This is probably a bit of an old question and a lot of useful answers and recommendations, but I will try to summarize the results and describe a solution for breaking up large data sets with the cursor , bec. I recently ran into this problem.
Like Yonik mentioned , the problem with regular start / rows is that when we have a large dataset and start little further (much further) than zero, we have good overhead in terms of efficiency and memory. This is due to the fact that retrieving 20 documents from the “average” 500K + records using sorting, at least requires sorting the entire data set (sorting internal unique elements). Moreover, if the search is widespread, it will be even more resource intensive, bec. a dataset (of 500,020 rows) from each shard must be returned to the node aggregator to combine to find the applicable 20 rows.
Solr cannot calculate which corresponding document is the result of 999001st in sorted order, without first determining that the first 999,000 comparable sorted results.
The solution here is to use Solr cursorMark .
In the first query, you declare &cursorMark=* . This means the following:
You might think that this is like start=0 as a way to tell Solr to “start at the beginning of my sorted results”, except that it also tells Solr that you want to use the cursor.
! Here you can describe that your sort clauses should include a uniqueKey field . This field can be id if its unique.
Part of the first request will look like this:
?sort=price desc,id asc&start=0&cursorMark=* ...
As a result, you get the following structure
{ "response":{"numFound":20,"start":0,"docs":[ /* docs here */ ]}, "nextCursorMark":"AoIIRPoAAFBX" // Here is cursor mark for next "page" }
To get the next page, the following query would look like this:
?sort=price desc,id asc&start=0&cursorMark=AoIIRPoAAFBX ...

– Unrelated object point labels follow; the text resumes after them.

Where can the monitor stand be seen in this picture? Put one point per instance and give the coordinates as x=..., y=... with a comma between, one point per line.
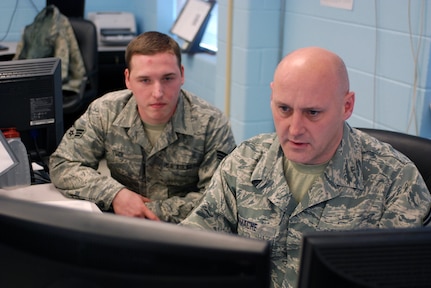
x=3, y=47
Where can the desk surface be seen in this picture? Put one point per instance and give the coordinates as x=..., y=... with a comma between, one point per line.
x=47, y=194
x=11, y=50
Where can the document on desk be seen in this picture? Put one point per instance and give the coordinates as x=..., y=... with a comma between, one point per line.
x=75, y=204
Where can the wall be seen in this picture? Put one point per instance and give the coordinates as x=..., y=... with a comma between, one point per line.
x=374, y=39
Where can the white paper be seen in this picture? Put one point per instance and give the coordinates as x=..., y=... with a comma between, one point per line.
x=6, y=160
x=73, y=204
x=190, y=19
x=342, y=4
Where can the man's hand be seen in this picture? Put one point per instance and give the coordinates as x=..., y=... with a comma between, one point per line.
x=129, y=203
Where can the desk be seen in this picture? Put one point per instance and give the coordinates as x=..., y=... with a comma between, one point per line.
x=6, y=55
x=48, y=194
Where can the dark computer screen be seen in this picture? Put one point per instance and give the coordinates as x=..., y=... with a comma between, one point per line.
x=47, y=246
x=372, y=258
x=31, y=100
x=69, y=8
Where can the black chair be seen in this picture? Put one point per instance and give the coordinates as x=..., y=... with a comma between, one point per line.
x=86, y=35
x=418, y=149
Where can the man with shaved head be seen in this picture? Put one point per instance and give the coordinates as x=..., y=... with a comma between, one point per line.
x=316, y=173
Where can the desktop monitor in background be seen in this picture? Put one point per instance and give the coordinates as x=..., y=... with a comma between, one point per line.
x=52, y=247
x=361, y=259
x=191, y=23
x=31, y=100
x=69, y=8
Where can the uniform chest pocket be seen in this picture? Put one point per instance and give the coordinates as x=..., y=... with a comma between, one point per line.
x=179, y=174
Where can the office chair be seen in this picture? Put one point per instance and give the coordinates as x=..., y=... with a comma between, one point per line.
x=416, y=148
x=86, y=35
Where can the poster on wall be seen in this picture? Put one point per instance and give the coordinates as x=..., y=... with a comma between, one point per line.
x=342, y=4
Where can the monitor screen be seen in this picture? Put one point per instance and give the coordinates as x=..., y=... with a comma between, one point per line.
x=191, y=23
x=31, y=100
x=371, y=258
x=69, y=8
x=47, y=246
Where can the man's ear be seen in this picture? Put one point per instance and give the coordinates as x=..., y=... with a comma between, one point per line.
x=349, y=103
x=127, y=77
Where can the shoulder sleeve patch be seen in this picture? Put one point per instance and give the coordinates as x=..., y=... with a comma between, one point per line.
x=75, y=133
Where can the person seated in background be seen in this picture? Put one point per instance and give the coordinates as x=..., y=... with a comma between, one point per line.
x=161, y=143
x=314, y=173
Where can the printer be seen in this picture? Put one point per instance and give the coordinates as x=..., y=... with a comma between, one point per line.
x=114, y=28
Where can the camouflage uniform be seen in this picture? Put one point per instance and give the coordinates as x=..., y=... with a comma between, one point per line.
x=182, y=161
x=51, y=35
x=367, y=184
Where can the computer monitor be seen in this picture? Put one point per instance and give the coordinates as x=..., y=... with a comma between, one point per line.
x=47, y=246
x=371, y=258
x=69, y=8
x=191, y=23
x=31, y=100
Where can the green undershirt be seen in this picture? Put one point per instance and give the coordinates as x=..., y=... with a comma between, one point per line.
x=300, y=177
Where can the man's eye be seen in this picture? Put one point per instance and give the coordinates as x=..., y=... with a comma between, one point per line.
x=313, y=113
x=284, y=109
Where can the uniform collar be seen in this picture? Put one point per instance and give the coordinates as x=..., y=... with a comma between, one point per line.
x=343, y=170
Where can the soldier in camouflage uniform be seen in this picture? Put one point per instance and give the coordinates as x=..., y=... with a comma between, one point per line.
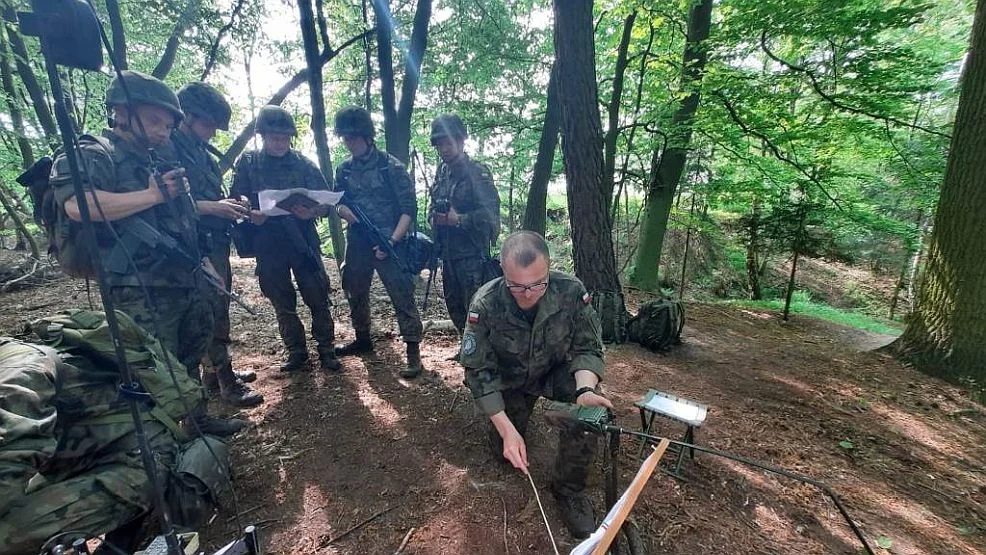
x=379, y=184
x=288, y=244
x=533, y=333
x=162, y=294
x=206, y=111
x=465, y=215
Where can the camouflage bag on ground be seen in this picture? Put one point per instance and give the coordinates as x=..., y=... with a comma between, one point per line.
x=658, y=324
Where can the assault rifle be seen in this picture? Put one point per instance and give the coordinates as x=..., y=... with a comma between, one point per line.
x=377, y=237
x=153, y=238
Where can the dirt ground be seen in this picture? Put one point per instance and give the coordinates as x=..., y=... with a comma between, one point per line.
x=352, y=462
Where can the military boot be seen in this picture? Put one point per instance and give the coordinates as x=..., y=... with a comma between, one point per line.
x=199, y=421
x=297, y=360
x=414, y=367
x=361, y=345
x=576, y=511
x=236, y=393
x=245, y=376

Pay attention to cursorMark from the previous answer. And as a result, you get the next page of results (the same structure as the first answer, but with a different value for nextCursorMarker ). Etc...
This approach is ideal for infinite scroll scrolling, but there are some things to think about to use it in classic pagination :).
Here are some reference materials I found to solve this problem, hope this helps someone to do this.